En unos cuantos bordos arribo a la bahía de Suscinio, espectacular, una enorme playa de más de unas tres millas, con el agua como la de una piscina y ni un solo barco fondeado. Esta parte de la costa es muy baja, hay que vigilar muy bien amplias zonas de arrecifes, pero hay señales que indican el acceso a la parte más profunda de la bahía. Largo el ancla en tres metros de agua con la bajamar, a media milla de la playa. El atardecer precioso y entre la arboleda de la playa un flamante castillo que sin lugar a dudas, al día siguiente visitaré.

De qué cosas te enteras sin proponértelo, pues resulta que el dichoso castillo es quien da el nombre a la bahía, Suscinio, y mira por donde, era la residencia de los duques de Bretaña desde el siglo XXIII hasta que la revolución descabezó a la nobleza y aunque varios siglos de abandono lo dejaron maltrecho, el gobierno francés lleva años restaurándolo, con muy buen tino y en la actualidad es uno de los atractivos turísticos de la zona.

Sigo en mis trece de conocer nuevas zonas de esta Bretaña que cada día me gusta más. Domingo soleado para navegar, aunque la brisa flojea en cuanto me alejo de la costa, me propongo llegar hasta Saint Nazaire, el extremo sur bretón por mar.

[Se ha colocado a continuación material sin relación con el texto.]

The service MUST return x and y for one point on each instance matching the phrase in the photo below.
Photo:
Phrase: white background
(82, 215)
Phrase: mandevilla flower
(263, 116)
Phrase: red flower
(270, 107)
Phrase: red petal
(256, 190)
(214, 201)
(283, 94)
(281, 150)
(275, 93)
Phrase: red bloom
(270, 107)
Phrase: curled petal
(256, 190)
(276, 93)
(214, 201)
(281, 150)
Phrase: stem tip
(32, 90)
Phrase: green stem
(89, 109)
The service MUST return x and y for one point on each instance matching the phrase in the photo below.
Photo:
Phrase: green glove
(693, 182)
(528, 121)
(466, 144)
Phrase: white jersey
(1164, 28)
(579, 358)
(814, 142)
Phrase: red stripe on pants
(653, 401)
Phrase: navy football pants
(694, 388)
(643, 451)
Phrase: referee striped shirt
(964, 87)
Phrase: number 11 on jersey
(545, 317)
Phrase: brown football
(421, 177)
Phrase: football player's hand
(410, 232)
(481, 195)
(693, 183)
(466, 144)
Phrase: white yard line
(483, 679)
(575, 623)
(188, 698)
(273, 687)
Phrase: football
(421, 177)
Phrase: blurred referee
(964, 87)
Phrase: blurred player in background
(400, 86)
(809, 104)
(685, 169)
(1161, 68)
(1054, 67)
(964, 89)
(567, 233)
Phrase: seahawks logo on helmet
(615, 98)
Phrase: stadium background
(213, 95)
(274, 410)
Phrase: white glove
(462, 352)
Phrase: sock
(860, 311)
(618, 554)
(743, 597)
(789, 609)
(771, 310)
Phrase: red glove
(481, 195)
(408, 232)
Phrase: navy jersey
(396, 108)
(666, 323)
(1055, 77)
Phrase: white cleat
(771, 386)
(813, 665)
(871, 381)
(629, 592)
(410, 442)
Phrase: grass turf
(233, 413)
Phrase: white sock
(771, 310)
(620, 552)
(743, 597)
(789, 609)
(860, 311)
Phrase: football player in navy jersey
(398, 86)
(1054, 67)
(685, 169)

Después de más de dos semanas salgo de la bahía de Quiberón por el extremo sureste, entre punta Croisic y el faro de Le Four (que nada tiene que ver con el que hay al norte de Bretaña) al que me acerco para tomarle unas fotos, bonita navegación de spi, con el que tengo que bregar e incluso trasluchar debido a la brisa incómoda e inestable.
Finalmente, por la tarde, el viento del noreste vuelve a aparecer y la ola de las amuras suena con su rumor característico. Por babor La Baule y Pornichet, de regreso pasaré por allí pero las grandes edificaciones junto a la playa se parecen a Benidorm.

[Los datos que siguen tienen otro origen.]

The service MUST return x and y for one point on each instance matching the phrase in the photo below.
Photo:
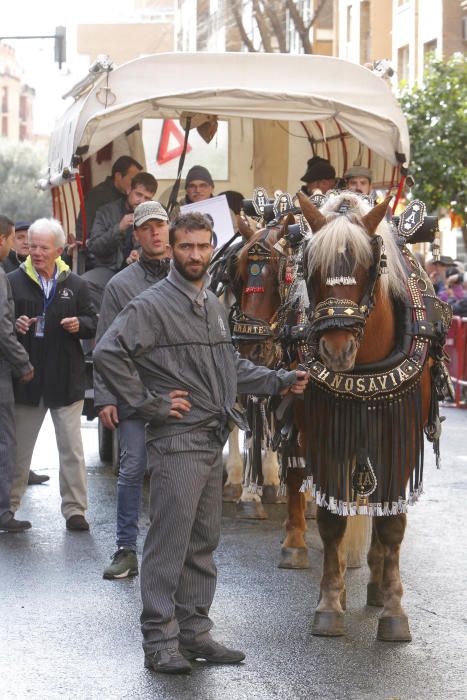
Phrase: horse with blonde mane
(374, 344)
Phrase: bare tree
(271, 19)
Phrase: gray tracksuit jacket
(120, 290)
(14, 360)
(176, 336)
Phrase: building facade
(148, 29)
(404, 32)
(233, 25)
(16, 97)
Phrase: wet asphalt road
(68, 634)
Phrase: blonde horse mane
(346, 234)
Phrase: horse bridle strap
(248, 328)
(338, 313)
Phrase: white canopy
(337, 95)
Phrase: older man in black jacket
(53, 311)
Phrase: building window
(4, 100)
(365, 33)
(349, 24)
(428, 49)
(403, 63)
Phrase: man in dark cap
(20, 247)
(320, 176)
(358, 179)
(199, 184)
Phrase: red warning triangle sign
(170, 142)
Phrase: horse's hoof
(251, 510)
(394, 629)
(231, 493)
(374, 595)
(328, 624)
(294, 558)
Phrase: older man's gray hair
(49, 226)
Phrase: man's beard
(190, 276)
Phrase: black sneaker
(167, 661)
(12, 525)
(77, 523)
(34, 479)
(124, 564)
(211, 651)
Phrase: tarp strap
(176, 186)
(399, 193)
(82, 208)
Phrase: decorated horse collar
(427, 318)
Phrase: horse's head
(259, 298)
(343, 261)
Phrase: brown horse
(262, 286)
(361, 429)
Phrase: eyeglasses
(203, 186)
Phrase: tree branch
(276, 19)
(302, 30)
(262, 26)
(237, 13)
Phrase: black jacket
(57, 358)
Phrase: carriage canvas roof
(340, 95)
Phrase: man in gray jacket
(169, 355)
(152, 234)
(14, 361)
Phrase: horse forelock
(345, 232)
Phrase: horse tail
(357, 540)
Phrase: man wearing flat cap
(320, 176)
(358, 179)
(152, 234)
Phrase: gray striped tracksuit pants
(178, 574)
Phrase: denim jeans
(133, 461)
(7, 438)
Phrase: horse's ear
(311, 213)
(372, 220)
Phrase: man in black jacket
(152, 234)
(115, 186)
(53, 311)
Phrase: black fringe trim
(389, 433)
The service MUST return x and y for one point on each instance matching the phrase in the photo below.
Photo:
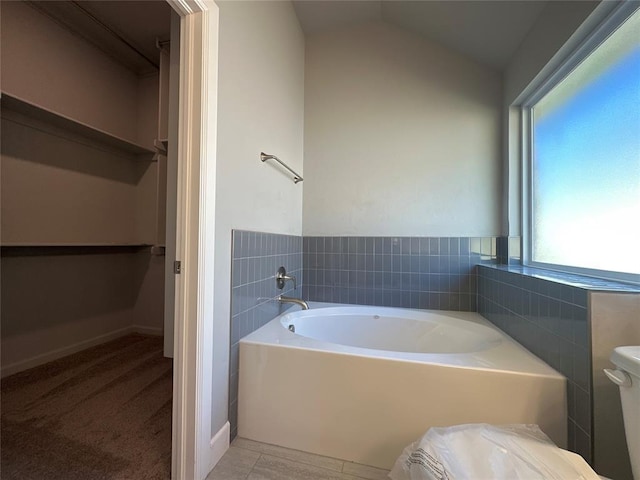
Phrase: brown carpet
(100, 414)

Dejo el islote, donde se yergue el faro de Le Grand Charpentier, por babor y penetro en el gran estuario del río Loira. Por el canal de entrada hay un gran tráfico de mercantes, en el AIS veo que sale un superpetrolero de más de doscientos metros de eslora y a la vez entra un mercante. Por la margen derecha de la ría, fuera del canal balizado hay una amplia franja de aguas navegables para embarcaciones de pequeño porte, por ella navego haciendo bordos, en estos momentos es cuando uno agradece disponer de un foque auto virante, los veleros que también remontan el viento hacia Saint Nazaire van quedando uno a uno atrás, la marea está bajando y en cada virada tienen problemas para retomar velocidad, cosa que a nosotros no nos ocurre.

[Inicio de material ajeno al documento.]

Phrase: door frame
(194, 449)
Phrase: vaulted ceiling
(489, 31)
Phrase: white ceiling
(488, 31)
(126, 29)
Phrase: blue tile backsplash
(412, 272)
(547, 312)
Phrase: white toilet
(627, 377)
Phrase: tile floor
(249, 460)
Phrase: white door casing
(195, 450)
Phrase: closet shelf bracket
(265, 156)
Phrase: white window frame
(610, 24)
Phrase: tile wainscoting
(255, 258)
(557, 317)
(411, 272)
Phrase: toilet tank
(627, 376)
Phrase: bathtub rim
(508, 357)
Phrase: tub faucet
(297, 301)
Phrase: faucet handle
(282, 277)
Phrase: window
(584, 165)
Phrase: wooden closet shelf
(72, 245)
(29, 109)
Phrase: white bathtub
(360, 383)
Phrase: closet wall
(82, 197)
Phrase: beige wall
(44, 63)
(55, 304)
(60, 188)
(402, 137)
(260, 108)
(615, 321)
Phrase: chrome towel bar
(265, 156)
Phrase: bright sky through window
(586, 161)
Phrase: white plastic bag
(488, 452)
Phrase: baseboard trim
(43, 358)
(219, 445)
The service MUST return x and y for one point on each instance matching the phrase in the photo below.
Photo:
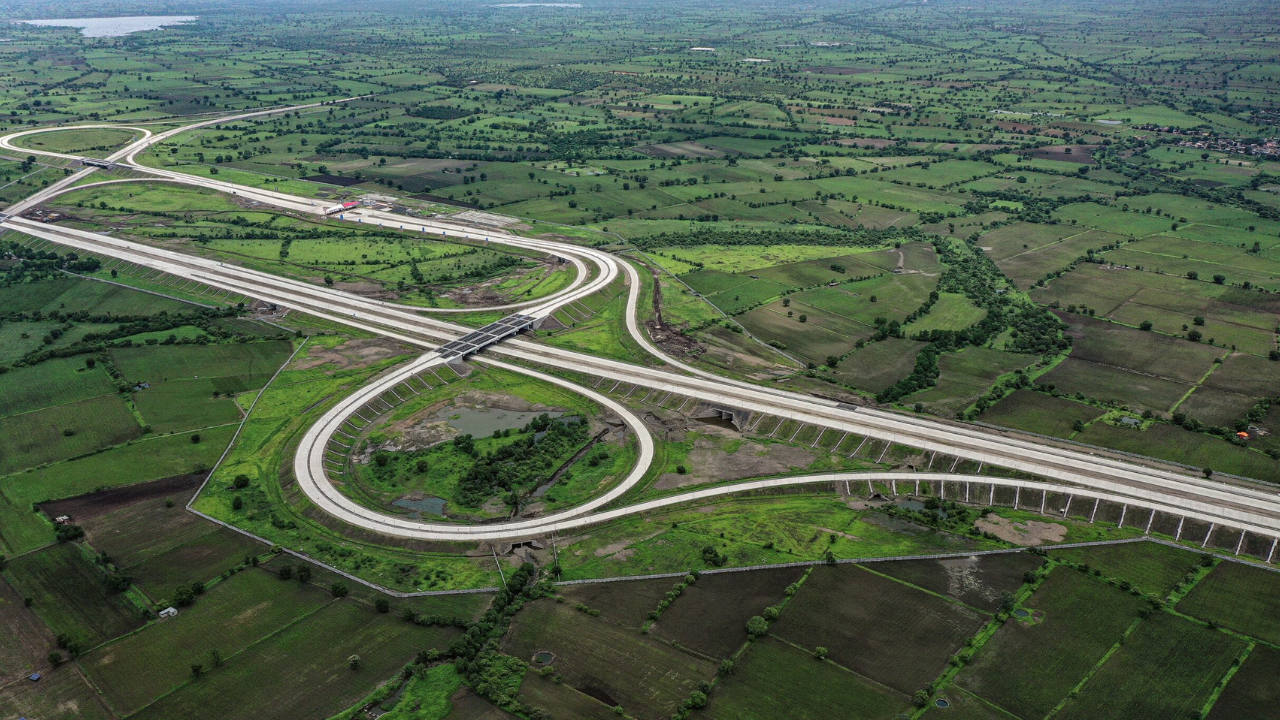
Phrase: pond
(114, 27)
(428, 505)
(481, 422)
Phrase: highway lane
(1240, 505)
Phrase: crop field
(186, 405)
(977, 580)
(149, 459)
(1252, 691)
(64, 432)
(1120, 346)
(307, 662)
(967, 376)
(1031, 265)
(1115, 386)
(60, 695)
(1150, 566)
(749, 532)
(1197, 450)
(952, 311)
(1169, 301)
(94, 142)
(611, 664)
(881, 364)
(624, 602)
(197, 560)
(56, 382)
(1239, 597)
(556, 698)
(24, 641)
(233, 367)
(882, 629)
(711, 615)
(73, 595)
(1168, 668)
(229, 619)
(775, 679)
(1028, 670)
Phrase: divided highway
(1253, 509)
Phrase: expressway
(1247, 507)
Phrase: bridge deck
(478, 340)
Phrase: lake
(114, 27)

Mi propósito de llegar a Saint Nazaire no es otro que echar un vistazo físicamente a un lugar idóneo donde dentro de tres semanas recogeré al tripulante que me acompañará hasta Galicia. Después de cotejar un par de sitios en los que poder fondear sin inconvenientes y con el lugar decidido para la recogida, doy media vuelta y corriente a favor me dirijo a una ensenada de aguas tranquilas, que previamente había echado el ojo donde largar el ancla para pasar la noche.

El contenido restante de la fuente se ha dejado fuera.